Un anno fa, all'approvazione della legge sulla Buona Scuola, Domenico Aprile disse: «È stata imboccata una strada e io voglio percorrerla». Siamo tornati da lui per fare un bilancio del primo anno di Buona Scuola. La legge è stata o no all'altezza delle aspettative?

di Sara De Carli

Domenico Aprile, 44 anni, una laurea in ingegneria informatica, un dottorato e due master, ha appena terminato e superato il suo “anno di prova”: docente di informatica nelle scuole superiori dal 2001, quest'anno è entrato a far parte dei ruoli dello Stato. Insegna a Oria, in provincia di Brindisi, al liceo scientifico dell’IISS Vincenzo Lilla. Parte del lavoro fatto con i suoi ragazzi è raccolto su www.comakinglab.education: una serra automatizzata, una scala domotica, un carillon con Arduino, un braccio robotico, un sistema gestione automatizzata della raccolta rifiuti…. Un suo alunno, Vito, ha portato un progetto alla Maker Faire di Roma. Un anno va, all'indomani dell'approvazione della legge sulla Buona Scuola, lo chiamammo: «È stata imboccata una strada e io voglio percorrerla», ci disse. La legge, messa alla prova della concretezza, è stata all'altezza di quelle aspettative? Siamo tornati da lui per fare un bilancio del primo anno di Buona Scuola.
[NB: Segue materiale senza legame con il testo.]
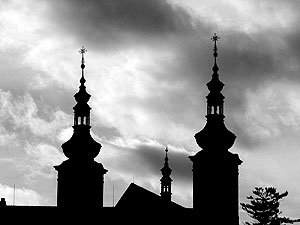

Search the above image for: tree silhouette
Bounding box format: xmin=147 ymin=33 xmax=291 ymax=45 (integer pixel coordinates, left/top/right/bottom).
xmin=241 ymin=187 xmax=300 ymax=225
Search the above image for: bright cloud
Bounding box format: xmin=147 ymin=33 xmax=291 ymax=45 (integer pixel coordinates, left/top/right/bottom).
xmin=0 ymin=184 xmax=42 ymax=205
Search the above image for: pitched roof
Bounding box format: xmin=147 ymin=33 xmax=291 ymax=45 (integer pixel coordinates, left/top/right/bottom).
xmin=116 ymin=183 xmax=184 ymax=211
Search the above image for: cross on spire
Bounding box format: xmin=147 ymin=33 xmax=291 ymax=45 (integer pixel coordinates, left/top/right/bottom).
xmin=79 ymin=46 xmax=87 ymax=84
xmin=79 ymin=46 xmax=87 ymax=64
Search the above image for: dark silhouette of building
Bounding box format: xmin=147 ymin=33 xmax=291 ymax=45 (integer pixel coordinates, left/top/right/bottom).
xmin=54 ymin=47 xmax=107 ymax=208
xmin=189 ymin=34 xmax=242 ymax=225
xmin=116 ymin=148 xmax=183 ymax=211
xmin=0 ymin=34 xmax=242 ymax=225
xmin=160 ymin=148 xmax=173 ymax=202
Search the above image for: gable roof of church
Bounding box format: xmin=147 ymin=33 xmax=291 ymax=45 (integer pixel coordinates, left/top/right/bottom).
xmin=116 ymin=183 xmax=184 ymax=210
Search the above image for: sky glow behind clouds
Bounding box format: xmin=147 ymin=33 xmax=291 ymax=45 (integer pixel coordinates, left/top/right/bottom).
xmin=0 ymin=0 xmax=300 ymax=221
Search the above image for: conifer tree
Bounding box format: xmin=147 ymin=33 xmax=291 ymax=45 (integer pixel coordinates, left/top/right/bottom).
xmin=241 ymin=187 xmax=300 ymax=225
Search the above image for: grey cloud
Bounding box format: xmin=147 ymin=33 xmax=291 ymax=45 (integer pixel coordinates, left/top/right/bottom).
xmin=50 ymin=0 xmax=192 ymax=48
xmin=99 ymin=141 xmax=192 ymax=183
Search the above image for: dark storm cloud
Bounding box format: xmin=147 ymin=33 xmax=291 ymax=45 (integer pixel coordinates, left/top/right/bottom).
xmin=102 ymin=140 xmax=192 ymax=182
xmin=50 ymin=0 xmax=192 ymax=48
xmin=136 ymin=145 xmax=192 ymax=181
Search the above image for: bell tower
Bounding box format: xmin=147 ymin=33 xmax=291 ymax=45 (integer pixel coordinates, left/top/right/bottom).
xmin=160 ymin=148 xmax=173 ymax=202
xmin=54 ymin=47 xmax=107 ymax=209
xmin=189 ymin=34 xmax=242 ymax=225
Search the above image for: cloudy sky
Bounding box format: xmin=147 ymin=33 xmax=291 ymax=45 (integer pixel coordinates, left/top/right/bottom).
xmin=0 ymin=0 xmax=300 ymax=223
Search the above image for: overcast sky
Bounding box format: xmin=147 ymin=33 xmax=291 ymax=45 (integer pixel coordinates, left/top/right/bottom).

Cominciamo da lei, come è andato l’anno di prova del neoassunto?
Ho svolto l'anno di prova nella scuola dove insegno da due anni: i colleghi e la dirigente già conoscevano i miei (pochi) pregi e (tanti) difetti! I punti di forza di questo anno sono stati l'osservazione in classe con il peer to peer; i laboratori formativi che, almeno nel mio caso, sono stati incisivi; la rendicontazione in piattaforma, che aiuta a riflettere sulle proprie competenze, tracciando sviluppi futuri. Dipendesse da me, li estenderei come pratica didattica a tutto il personale docente. Il punto debole sono stati i tempi compattati all'eccesso, con tutto ciò siamo partiti a marzo. Insomma, direi che se svolto con i tempi giusti e con la dovuta attenzione e professionalità, l’anno di prova è una esperienza formativa interessante.

Ci aiuti a capire se e come hanno funzionato le novità della legge 107/2015. Organico del potenziamento: quanti colleghi sono arrivati? Erano coerenti rispetto ai bisogni e ai progetti della scuola? Cosa è stato affidato a questi colleghi durante l'anno?

Il mio istituto non è di grandi dimensioni: un IISS costituito da un liceo classico e un liceo scientifico, con circa 600 studenti. Nel corso dell’anno scorso sono arrivati sei colleghi di potenziamento che sono stati utilizzati coerentemente con i dettami della legge 107: poche ore di supplenza e sviluppo di progettualità. La coerenza con il POF è il punto dolente, anche se qui va fatta una distinzione tra l'anno scolastico appena finito e il futuro. In questo anno scolastico era vigente ancora il POF annuale e le indicazioni che le scuole hanno espresso sul potenziamento sono state per “aree disciplinari” e non per “classi di concorso”, cioè materie. Faccio un esempio: chiedendo un docente di “area umanistica”, potevi avere assegnato un docente di diritto quanto di italiano, era indifferente, poiché entrambi nella medesima area. Il problema è il futuro. Con il Piano Triennale dell'Offerta Formativa (PTOF) la scuola ha chiesto, per il prossimo triennio, di avere docenti di specifiche classi di concorso ma solo in parte è stata accontentata. Così sarà molto difficile riuscire a realizzare quanto proposto nel PTOF, che deve servire a migliorare l'offerta formativa. Nella provincia di Brindisi, ogni scuola ha avuto almeno un docente di diritto, pur senza averlo richiesto: nessuno nega l'importanza dei fondamenti di cittadinanza e Costituzione, ma se una scuola vuole puntare su certificazioni linguistiche avrebbe bisogno di più docenti di lingua. In tutta la provincia, al contrario, non è stata assegnata alcuna cattedra di potenziamento di informatica. Zero. È molto difficile, così, puntare sul Piano Nazionale Scuola Digitale, sul coding, la robotica educativa e le competenze digitali.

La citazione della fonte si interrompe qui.